# Water In Rolled-up Awning



## shelty

Read this suggestion posted on the Good Sam Site. 
_"When parked with the awning up, you can used a plastic liter soda bottle. Keep the cap on, cut off the bottom, and with a razor knife cut a slice up one side. Slide the plastic bottle over the end of the awning to keep the wind blowing rain inside the ends." _ Guess it would help keep water from getting in, although the water which gets in hasn't caused me any problems with my tarp up to this point. Wondering what others think about this simple suggestion???


----------



## CamperAndy

I think it is a non issue for the awning. You may find a little mold when coming out of storage but this is easily cleaned up. I think most of the water that gets in when the awning is stowed is when you drive in the rain.


----------



## Nathan

I might try it, but I'd have to have a ladder to get to the awning and that sounds like a lot of work. We always have some water in the awning. I find it annoying and would love a solution, but one that doesn't require too much work.


----------



## battalionchief3

Mine does that. Its annoying but I cant see me getting a ladder out to do that. Actually I think thats how my awning started to unroll it self going down the road. It was early spring, we headed to GA and got to NC when someone pointed back to the camper and I saw about a 3 foot section of awning flapping. It started to unroll, just the rear section. So I stopped, said a few choice words, unrolled the awning and rolled it back up. It was wet when I unrolled it. I figured it being wet and temperature changes allowed it to get a little loose. After driving and passing tractor trailers the wind got in their and allowed it to slip on itself and pulled it loose. It didn't tear off, just some tears in the fabric from flapping. Awning tape works well.......Now I unroll it and roll it back up prior to leaving so its dry and tight. Some one feel free to tell me if I'm crazy for thinking this.....


----------



## Scoutr2

battalionchief3 said:


> Mine does that. Its annoying but I cant see me getting a ladder out to do that. Actually I think thats how my awning started to unroll it self going down the road. It was early spring, we headed to GA and got to NC when someone pointed back to the camper and I saw about a 3 foot section of awning flapping. It started to unroll, just the rear section. So I stopped, said a few choice words, unrolled the awning and rolled it back up. It was wet when I unrolled it. I figured it being wet and temperature changes allowed it to get a little loose. After driving and passing tractor trailers the wind got in their and allowed it to slip on itself and pulled it loose. It didn't tear off, just some tears in the fabric from flapping. Awning tape works well.......Now I unroll it and roll it back up prior to leaving so its dry and tight. Some one feel free to tell me if I'm crazy for thinking this.....

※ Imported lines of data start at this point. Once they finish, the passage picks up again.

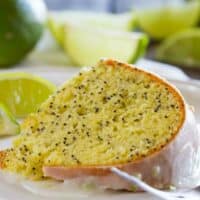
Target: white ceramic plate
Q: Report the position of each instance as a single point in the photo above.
(11, 191)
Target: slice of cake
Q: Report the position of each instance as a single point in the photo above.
(109, 115)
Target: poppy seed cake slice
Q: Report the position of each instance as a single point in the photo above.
(110, 115)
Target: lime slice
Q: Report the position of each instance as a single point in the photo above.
(8, 124)
(85, 45)
(162, 22)
(22, 93)
(123, 22)
(182, 49)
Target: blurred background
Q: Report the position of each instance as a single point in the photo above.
(163, 30)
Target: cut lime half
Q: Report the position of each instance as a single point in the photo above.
(162, 22)
(8, 124)
(57, 20)
(182, 49)
(86, 45)
(23, 93)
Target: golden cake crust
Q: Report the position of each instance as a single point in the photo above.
(176, 93)
(63, 172)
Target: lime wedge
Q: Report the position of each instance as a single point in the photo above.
(162, 22)
(56, 21)
(8, 124)
(86, 45)
(22, 93)
(182, 49)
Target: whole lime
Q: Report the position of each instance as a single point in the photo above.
(21, 26)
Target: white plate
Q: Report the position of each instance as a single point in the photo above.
(9, 191)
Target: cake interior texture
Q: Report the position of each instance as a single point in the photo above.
(108, 115)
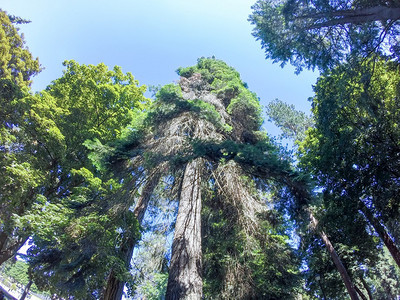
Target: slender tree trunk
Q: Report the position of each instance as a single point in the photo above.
(9, 248)
(336, 259)
(360, 293)
(365, 285)
(26, 290)
(185, 280)
(115, 287)
(387, 240)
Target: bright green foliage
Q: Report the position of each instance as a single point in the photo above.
(321, 33)
(17, 65)
(76, 247)
(212, 115)
(225, 82)
(19, 175)
(61, 196)
(293, 123)
(17, 270)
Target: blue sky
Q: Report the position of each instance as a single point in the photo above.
(152, 38)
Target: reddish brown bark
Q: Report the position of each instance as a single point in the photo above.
(185, 279)
(115, 287)
(385, 237)
(336, 259)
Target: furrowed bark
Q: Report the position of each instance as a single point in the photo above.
(366, 287)
(335, 257)
(385, 237)
(9, 249)
(115, 287)
(185, 279)
(26, 290)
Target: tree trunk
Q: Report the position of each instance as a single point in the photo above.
(9, 249)
(185, 280)
(387, 240)
(365, 285)
(115, 287)
(336, 259)
(360, 293)
(26, 290)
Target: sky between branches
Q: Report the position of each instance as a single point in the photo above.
(152, 39)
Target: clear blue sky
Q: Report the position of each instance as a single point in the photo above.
(152, 39)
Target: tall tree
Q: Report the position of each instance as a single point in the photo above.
(19, 175)
(359, 109)
(209, 105)
(86, 103)
(322, 34)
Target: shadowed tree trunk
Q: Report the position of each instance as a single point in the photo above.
(115, 287)
(9, 247)
(385, 237)
(26, 290)
(185, 279)
(335, 257)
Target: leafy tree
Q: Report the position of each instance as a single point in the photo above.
(352, 148)
(68, 209)
(293, 123)
(211, 105)
(323, 33)
(351, 151)
(19, 175)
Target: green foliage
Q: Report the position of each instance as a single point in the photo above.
(225, 82)
(357, 115)
(18, 271)
(293, 123)
(70, 200)
(19, 173)
(322, 33)
(352, 152)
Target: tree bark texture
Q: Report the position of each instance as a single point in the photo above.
(9, 247)
(385, 237)
(26, 290)
(115, 287)
(185, 279)
(336, 259)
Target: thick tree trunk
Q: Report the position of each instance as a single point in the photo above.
(185, 280)
(115, 287)
(26, 290)
(336, 259)
(387, 240)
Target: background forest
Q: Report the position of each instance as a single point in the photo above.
(178, 191)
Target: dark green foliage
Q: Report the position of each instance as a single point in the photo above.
(323, 34)
(352, 151)
(18, 271)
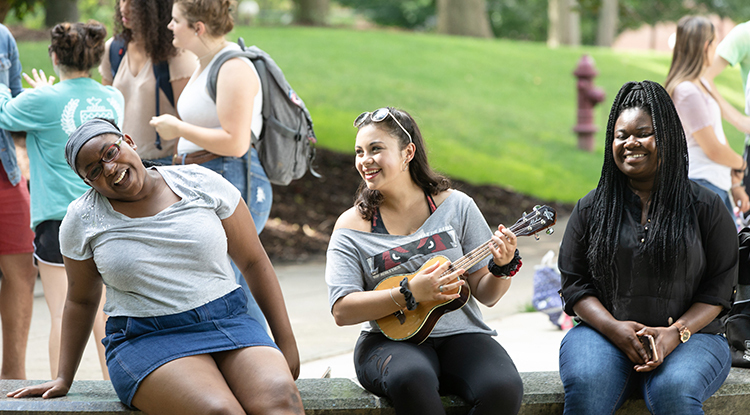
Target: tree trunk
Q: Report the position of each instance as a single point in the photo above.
(463, 17)
(58, 11)
(564, 23)
(570, 23)
(312, 12)
(607, 25)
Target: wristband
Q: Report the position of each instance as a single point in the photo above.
(394, 300)
(508, 270)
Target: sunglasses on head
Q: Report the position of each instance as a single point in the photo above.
(109, 156)
(379, 115)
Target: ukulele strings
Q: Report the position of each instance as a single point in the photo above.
(478, 254)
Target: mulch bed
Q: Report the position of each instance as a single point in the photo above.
(303, 213)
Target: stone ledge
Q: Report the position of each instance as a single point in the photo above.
(543, 394)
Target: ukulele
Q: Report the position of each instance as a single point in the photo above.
(416, 325)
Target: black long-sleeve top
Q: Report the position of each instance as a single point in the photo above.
(706, 274)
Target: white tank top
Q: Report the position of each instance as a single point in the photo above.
(196, 107)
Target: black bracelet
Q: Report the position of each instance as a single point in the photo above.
(508, 270)
(411, 304)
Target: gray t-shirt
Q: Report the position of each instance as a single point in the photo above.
(164, 264)
(358, 261)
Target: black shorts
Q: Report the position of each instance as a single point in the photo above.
(47, 242)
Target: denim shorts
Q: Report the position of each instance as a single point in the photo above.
(136, 346)
(47, 242)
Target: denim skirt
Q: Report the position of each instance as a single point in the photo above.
(136, 346)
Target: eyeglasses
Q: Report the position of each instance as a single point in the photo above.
(379, 115)
(109, 156)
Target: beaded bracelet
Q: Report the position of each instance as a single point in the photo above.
(394, 300)
(742, 169)
(508, 270)
(411, 304)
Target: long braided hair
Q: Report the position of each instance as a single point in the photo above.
(670, 223)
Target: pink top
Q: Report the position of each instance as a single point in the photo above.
(697, 111)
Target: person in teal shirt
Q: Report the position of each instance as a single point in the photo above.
(48, 114)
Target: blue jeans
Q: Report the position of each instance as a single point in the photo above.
(598, 377)
(234, 169)
(723, 194)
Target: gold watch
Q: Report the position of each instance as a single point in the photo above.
(684, 332)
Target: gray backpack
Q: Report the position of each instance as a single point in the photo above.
(286, 146)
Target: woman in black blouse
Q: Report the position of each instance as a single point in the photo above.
(647, 253)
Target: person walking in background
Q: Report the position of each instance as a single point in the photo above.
(735, 49)
(647, 253)
(16, 238)
(732, 50)
(48, 113)
(713, 163)
(143, 47)
(178, 338)
(217, 135)
(403, 215)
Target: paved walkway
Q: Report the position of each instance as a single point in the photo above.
(529, 337)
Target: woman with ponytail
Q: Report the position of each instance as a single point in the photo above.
(48, 114)
(648, 258)
(713, 163)
(217, 133)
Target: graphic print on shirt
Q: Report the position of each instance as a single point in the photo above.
(425, 246)
(93, 110)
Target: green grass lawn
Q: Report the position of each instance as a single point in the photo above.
(492, 111)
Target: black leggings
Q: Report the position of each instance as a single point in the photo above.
(472, 366)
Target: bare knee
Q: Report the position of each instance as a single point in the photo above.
(281, 397)
(219, 406)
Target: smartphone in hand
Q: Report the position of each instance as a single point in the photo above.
(648, 343)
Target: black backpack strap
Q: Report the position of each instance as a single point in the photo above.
(161, 73)
(213, 73)
(117, 50)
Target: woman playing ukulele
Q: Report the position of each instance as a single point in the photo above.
(405, 214)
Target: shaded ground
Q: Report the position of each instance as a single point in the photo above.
(303, 213)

This is exactly why I bought the RV Awning Clamp from Camping World last season. We saw the same thing happen to someone alongside the interstate when returning from Wisconsin Dells. But that guy lost the whole thing. The awning was completely torn loose from the trailer.

It is a little pricey ($43 Club price - $48 otherwise), but it installs and operates easily and is much less expensive than new awning fabric. I no longer worry about this fiasco happening to me.

Just my opinion.

And as for water getting inside the awning, it happens every time it rains - even with the awning rolled up. The only way I know of to stop it is to replace it with one that has the aluminum box-type storage for when the awning is rolled up. The soda bottle thing might work, but you gotta climb a ladder to put them on and take them off. I usually clean the awning each spring by spraying it with a solution of Simple Green soap and bleach, roll it up and let it sit for about 20 minutes, then unroll, scrub with a long-handled brush (for the stubborn stains), then rinse. that makes it look like a new awning each year!

Mike


----------



## Nathan

Scoutr2 said:


> ...
> This is exactly why I bought the RV Awning Clamp from Camping World last season. We saw the same thing happen to someone alongside the interstate when returning from Wisconsin Dells. But that guy lost the whole thing. The awning was completely torn loose from the trailer.
> 
> It is a little pricey ($43 Club price - $48 otherwise), but it installs and operates easily and is much less expensive than new awning fabric. I no longer worry about this fiasco happening to me.
> 
> Just my opinion.
> ...
> Mike


I got one of those also. Had one on the OB, and installed one on the 5'er as well. The other thing they do is help to keep the awning fron sagging because they provide a little support for it.


----------



## jdpm

The class A I had prior came with the aluminum encased awning covers. That is the only way I know of to avoid the awnings collecting water. 
I always try to roll it up dry and 99% of the time roll it up the night prior to breaking camp to avoid dampness. 
The eaisiet way I have found to clean it is to spray both sides of the awning at night before bed and then roll it up. Then the next morning, roll-out the awning and hose it off. Worlks really well. I use full strength Simple Green. It then has all day to dry. jdpm


----------



## tdvffjohn

The awning getting wet while folded up is one of those, not gonna worry about, things. No harm in it and washing an extra time or two is easier than trying to keep it dry which I think is impossible.


----------



## battalionchief3

When I replace it I want to get one of the aluminum end roll up style. We have one on out Hazmat truck at work and it really protects the awing. It would protect it form passing tree branches and sun fade for sure. I can only imagine that constantly exposed strip of awing will fade and fall apart first since its always in the sun, rolled up or not.


----------



## ALASKA PFLOCK

Mr. Clean works every time!


----------